Australian Covid-19 vaccine roll-out brought forward

6:31 pm on 7 January 2021

The rollout of a coronavirus vaccine in Australia will be brought forward to next month, with the Prime Minister saying the first groups are expected to receive a jab in mid-to-late-February.

File: This illustration picture taken in Paris on November 23, 2020 shows a syringe and a bottle reading "Covid-19 Vaccine" next to the Pfizer company logo.

The first vaccine to be rolled out in Australia will be from Pfizer-BioNTech. Photo: AFP

Scott Morrison said the first groups to receive the vaccine would be workers dealing with international arrivals and quarantine, frontline health workers, aged care and disability workers and those living in aged care or with a disability.

"We anticipate, optimistically, that we would hope to start the vaccination with 80,000 people a week," he said.

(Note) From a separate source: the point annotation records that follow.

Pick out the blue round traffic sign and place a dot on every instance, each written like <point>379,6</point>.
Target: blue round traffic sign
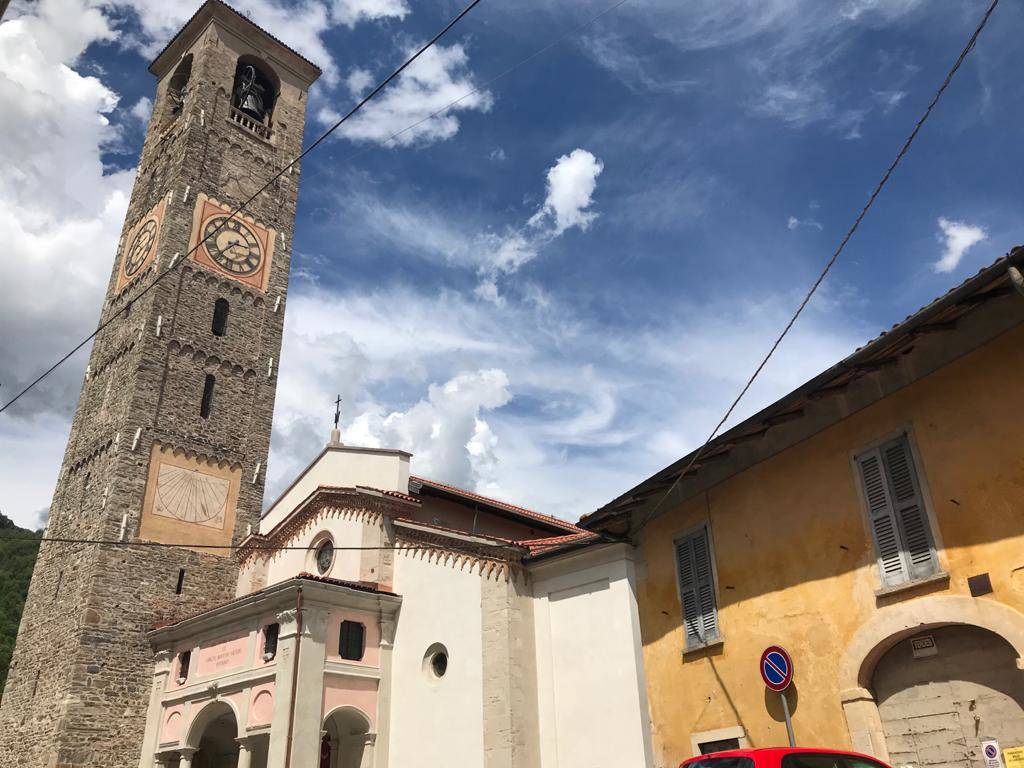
<point>776,668</point>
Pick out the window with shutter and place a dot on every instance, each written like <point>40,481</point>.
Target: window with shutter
<point>696,587</point>
<point>899,523</point>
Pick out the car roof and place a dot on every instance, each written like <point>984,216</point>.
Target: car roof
<point>779,751</point>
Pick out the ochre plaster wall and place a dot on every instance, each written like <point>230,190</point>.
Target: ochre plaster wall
<point>796,564</point>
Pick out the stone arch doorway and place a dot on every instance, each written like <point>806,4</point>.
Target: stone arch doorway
<point>347,741</point>
<point>937,706</point>
<point>213,737</point>
<point>998,627</point>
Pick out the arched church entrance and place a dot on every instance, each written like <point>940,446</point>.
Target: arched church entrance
<point>347,741</point>
<point>214,732</point>
<point>940,694</point>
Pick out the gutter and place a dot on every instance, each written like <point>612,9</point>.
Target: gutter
<point>295,675</point>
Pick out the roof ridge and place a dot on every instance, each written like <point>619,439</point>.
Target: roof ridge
<point>499,503</point>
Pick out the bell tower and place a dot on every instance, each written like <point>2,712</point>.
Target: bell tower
<point>170,437</point>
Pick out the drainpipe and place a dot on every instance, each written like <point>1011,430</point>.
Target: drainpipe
<point>295,674</point>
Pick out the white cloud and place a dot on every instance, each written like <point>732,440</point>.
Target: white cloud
<point>570,190</point>
<point>597,408</point>
<point>141,110</point>
<point>438,77</point>
<point>957,238</point>
<point>570,184</point>
<point>793,223</point>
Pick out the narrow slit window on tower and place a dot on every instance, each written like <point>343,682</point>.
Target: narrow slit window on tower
<point>184,659</point>
<point>220,311</point>
<point>207,406</point>
<point>270,633</point>
<point>352,641</point>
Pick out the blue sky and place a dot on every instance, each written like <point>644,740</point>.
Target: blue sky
<point>555,289</point>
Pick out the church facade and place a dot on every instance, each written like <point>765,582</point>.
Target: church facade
<point>386,620</point>
<point>371,617</point>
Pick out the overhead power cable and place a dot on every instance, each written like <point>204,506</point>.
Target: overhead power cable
<point>381,86</point>
<point>482,86</point>
<point>832,261</point>
<point>184,545</point>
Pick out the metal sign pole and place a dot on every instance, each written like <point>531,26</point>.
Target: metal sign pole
<point>788,720</point>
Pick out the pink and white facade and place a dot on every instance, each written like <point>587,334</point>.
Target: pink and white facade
<point>383,620</point>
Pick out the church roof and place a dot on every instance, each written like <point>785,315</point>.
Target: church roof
<point>512,510</point>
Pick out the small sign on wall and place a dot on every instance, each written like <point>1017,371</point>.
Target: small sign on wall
<point>1014,757</point>
<point>990,751</point>
<point>924,646</point>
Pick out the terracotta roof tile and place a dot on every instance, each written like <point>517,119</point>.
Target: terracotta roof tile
<point>520,511</point>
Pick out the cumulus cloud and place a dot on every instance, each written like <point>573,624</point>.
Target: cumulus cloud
<point>437,78</point>
<point>957,238</point>
<point>571,181</point>
<point>444,430</point>
<point>570,185</point>
<point>141,110</point>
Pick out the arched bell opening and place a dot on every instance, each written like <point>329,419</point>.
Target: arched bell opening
<point>177,86</point>
<point>255,90</point>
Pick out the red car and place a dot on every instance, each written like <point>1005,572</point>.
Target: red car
<point>783,757</point>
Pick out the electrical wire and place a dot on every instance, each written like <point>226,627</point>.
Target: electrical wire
<point>254,547</point>
<point>486,84</point>
<point>381,86</point>
<point>832,261</point>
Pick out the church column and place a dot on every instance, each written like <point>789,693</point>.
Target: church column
<point>307,682</point>
<point>369,739</point>
<point>161,671</point>
<point>245,752</point>
<point>187,753</point>
<point>384,693</point>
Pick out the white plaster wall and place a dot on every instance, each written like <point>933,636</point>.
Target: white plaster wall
<point>345,467</point>
<point>346,531</point>
<point>436,724</point>
<point>591,690</point>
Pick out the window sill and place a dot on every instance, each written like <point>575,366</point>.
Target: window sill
<point>942,578</point>
<point>706,647</point>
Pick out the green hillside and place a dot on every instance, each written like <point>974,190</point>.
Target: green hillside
<point>16,559</point>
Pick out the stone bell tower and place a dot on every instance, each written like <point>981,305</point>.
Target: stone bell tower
<point>170,438</point>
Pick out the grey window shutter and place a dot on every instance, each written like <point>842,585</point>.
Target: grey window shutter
<point>696,588</point>
<point>899,523</point>
<point>882,517</point>
<point>915,534</point>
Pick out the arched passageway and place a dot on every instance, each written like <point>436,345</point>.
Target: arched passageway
<point>939,700</point>
<point>214,732</point>
<point>347,741</point>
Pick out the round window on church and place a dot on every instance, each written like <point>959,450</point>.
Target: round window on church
<point>435,662</point>
<point>325,557</point>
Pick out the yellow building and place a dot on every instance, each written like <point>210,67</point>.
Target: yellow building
<point>871,522</point>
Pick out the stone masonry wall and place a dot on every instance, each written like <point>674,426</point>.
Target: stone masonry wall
<point>80,679</point>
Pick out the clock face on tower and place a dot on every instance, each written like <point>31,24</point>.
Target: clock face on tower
<point>235,246</point>
<point>140,245</point>
<point>232,245</point>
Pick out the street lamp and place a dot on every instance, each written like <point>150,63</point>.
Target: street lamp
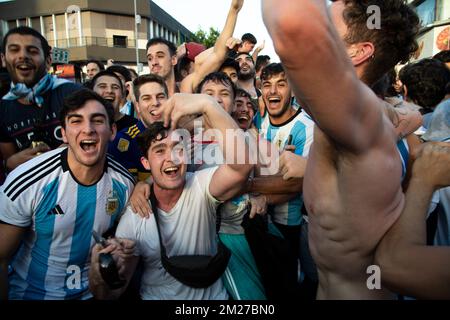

But Morrison stressed it was a "target" and that the goal was to have 4 million people vaccinated by the end of March.

"This will of course remain conditional on a number of important factors, most importantly that final [Therapeutic Goods Administration] approval and the delivery of the vaccine from our suppliers," he said.

The announcement comes a day after the government confirmed it was bringing the rollout forward by two weeks from the original planned date to mid-March.

Pfizer vaccine first to be offered

The first vaccine to be rolled out will be from Pfizer-BioNTech, which Morrison said the government hoped would be approved by the end of January.

The government has purchased 10m doses of the vaccine - enough to inoculate 5m people - which has to be imported and stored at -70 degrees Celsius.

"[For] the AstraZeneca [vaccine] we expect that process to be completed in February, but can't give you a closer timetable at the moment than that," he said.

Morrison said the government did not want to announce changes to the rollout unless it was confident it would then go to schedule.

"We don't want to make promises we can't keep," he said.

"Our practice has been to set out cautious targets."

Department of Health Secretary and former chief health officer Brendan Murphy said the vaccination rollout would be "ramped up" after that.

There will be five phases of priority groups that will determine the order of who is vaccinated, starting with those most vulnerable or in positions where they may be exposed to the virus.

Professor Murphy said the last group health authorities would consider vaccinating was children.